About the University Library

About the Collections

The University Library holds more than ten million volumes and 22 million items and materials in all formats, languages, and subjects, including 9 million microforms, 90,000 serials, 148,000 audio-recordings, 12,000 films, and 650,000 maps. These collections form the bulk of I-Share, the statewide library online catalog. Currently there are 65 I-Share libraries and more than 30 million library items represented in the I-Share catalog. Users at these I-Share libraries may borrow books directly from the 65 I-Share library participants.

Among the Library's most notable collections are its holdings in Slavic and Eastern European history, literature, and science; music, especially Renaissance music; 17th- and 18th-century American and British literature; American, British and Irish history, including a distinguished collection of Lincolniana; French, German, and Italian literature, including world-famous Proust, Rilke, Dante, and Tasso collections; Latin American history and literature; historic and modern maps; linguistics; entomology, ornithology, botany, chemistry and mathematics; and serials across all disciplines.

The Library is also world-famous for its outstanding collection of emblem books and incunabula; and collections, including personal papers, of John Milton, Marcel Proust, H.G. Wells, Carl Sandburg, and Avery Brundage of the international Olympic movement.

Accessibility

The goal of the University Library is to become the nation's leading institution in terms of physical and electronic access to its collections. The Library is already well-known for allowing anyone--not just the university community--to use its collection on-site. Now more than a million patrons from around the world also log on weekly to search the Library’s online catalog through a variety of networks, including the Internet. The Library's worldwide patrons also know that if they call the Library with a reference question, they will receive the same outstanding professional help that on-site users receive.
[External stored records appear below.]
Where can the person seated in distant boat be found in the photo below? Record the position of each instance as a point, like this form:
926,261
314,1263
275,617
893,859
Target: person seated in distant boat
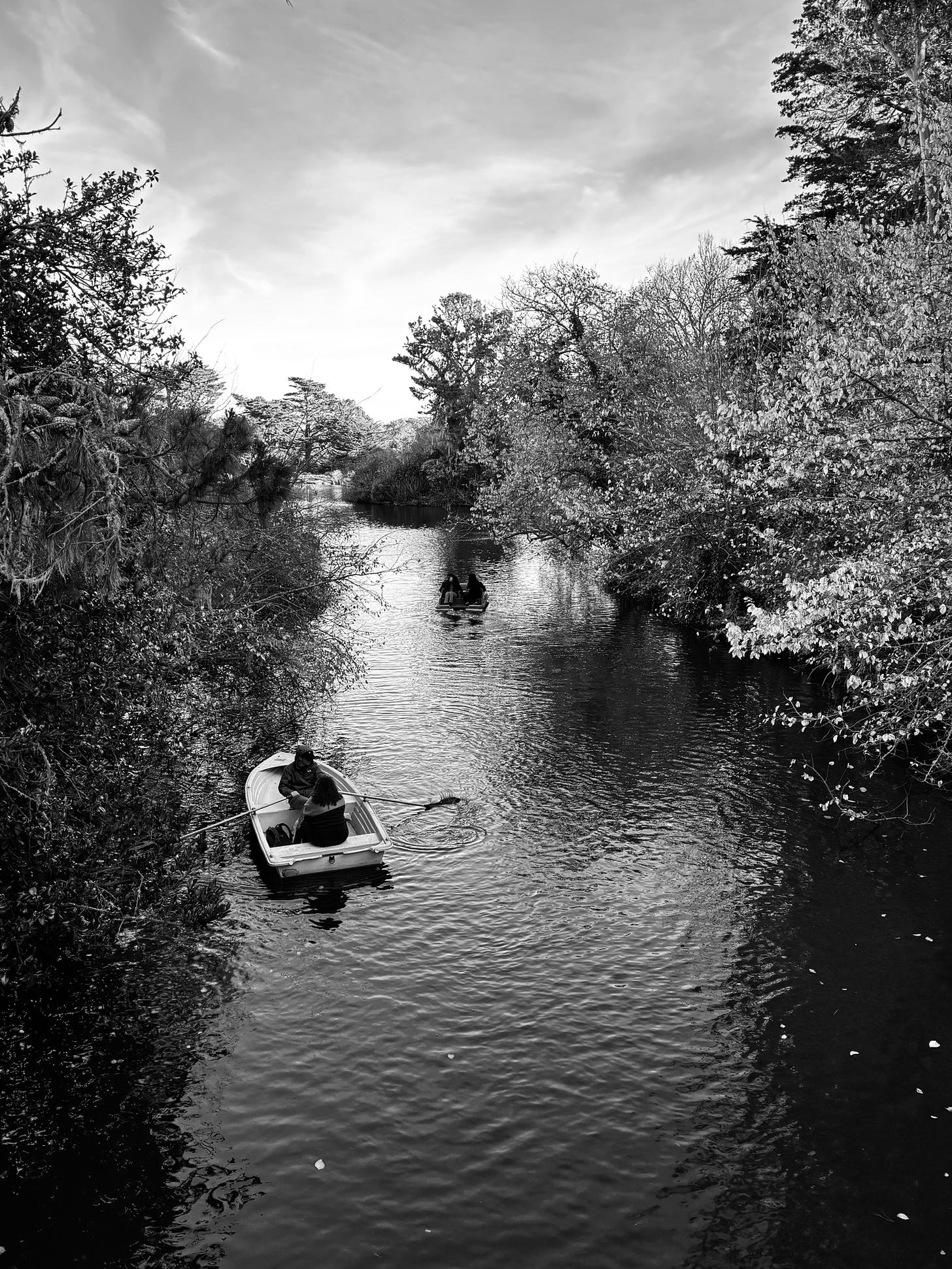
324,822
451,592
298,778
The University Library now has embarked on a new mission to remove the barriers of time and place from access to Library materials. In conjunction with the university's National Center for Supercomputing Applications, Graduate School of Library and Information Science, and its own Grainger Engineering Library Information Center as the test-bed laboratory, the Library is actively working on advanced, networked, multimedia information systems. It will be introducing sophisticated new bibliographic software and navigational tools that will make using our catalogs as easy as 'point-and-click.' Users anywhere in the world already can access the Library's online catalog and many of its databases via the Internet through direct telnet, Gopher menu, or World Wide Web. As new software tools emerge from the Library's cooperative efforts, this kind of 24-hour access will be enhanced to include full-text retrieval and integration of illustrations and sound with the text.

Library Service to Undergraduates

The Library's Undergraduate Library, with over 200,000 volumes, provides in one location more reference resources for undergraduate instruction than any other undergraduate college library in the United States. The Undergraduate Library is also known nationally for its array of award-winning programs designed to teach students to become sophisticated users of the latest information technologies. These courses are integrated into a student's regular classroom instruction so that virtually every student is assured of exposure to bibliographic instruction. Many of the Library's other departmental libraries also conduct bibliographic instruction programs tailored to the specific needs of individual courses.

The Undergraduate Library also offers other important services, including a formal term paper research counseling program; the Career Cluster collection, which includes help on interview and resume-writing skills; and the Writer's Workshop, which helps students develop their formal writing skills. As a further service to undergraduates, the Undergraduate Library and Grainger Engineering Library Information Center both have campus-supported multimedia computer laboratories, with more than 20 workstations each.